The UK housing market is responsible for 24 per cent of the country’s CO2 emissions and 80 per cent of existing homes will still be standing in 2050. It estimated as many residential properties as those in a city the size of Cambridge will need to be upgraded every week by 2020 if the UK is to meet its target of reducing carbon emissions by 80 per cent by 2050.
The Energy Technologies Institute (ETI), a public private partnership tasked with developing low carbon technologies, is behind the ‘green’ retrofit research project. The aim of the scheme is to improve the supply chain so that a mass-scale retrofit programme can get underway.
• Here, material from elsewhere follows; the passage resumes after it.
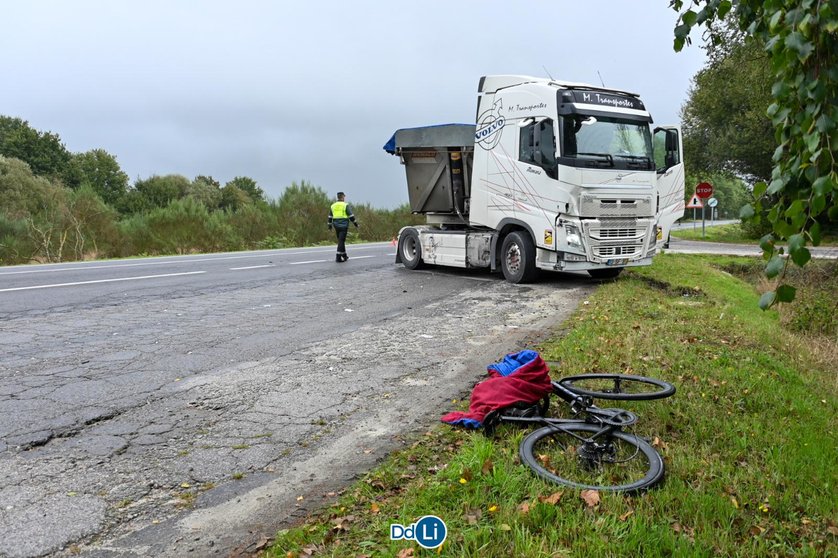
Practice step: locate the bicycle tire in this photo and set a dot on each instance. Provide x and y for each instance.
(646, 471)
(626, 387)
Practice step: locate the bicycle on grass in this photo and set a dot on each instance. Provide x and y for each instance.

It will particularly look at ways to ‘industrialise’ the processes of design, supply and implementation of a ‘green’ refurbishment programme.
According to the Government, getting all 26 million UK homes energy efficient by 2050, will require retrofitting 40,000 homes a year by 2015 and 1.8 million homes a year by 2020.
The research is being carried out by a consortium of organisations and businesses that include the Building Research Establishment (BRE), energy company EDF, the Peabody housing association, architects PRP, consultancy Total Flow, construction company Wates and University College London.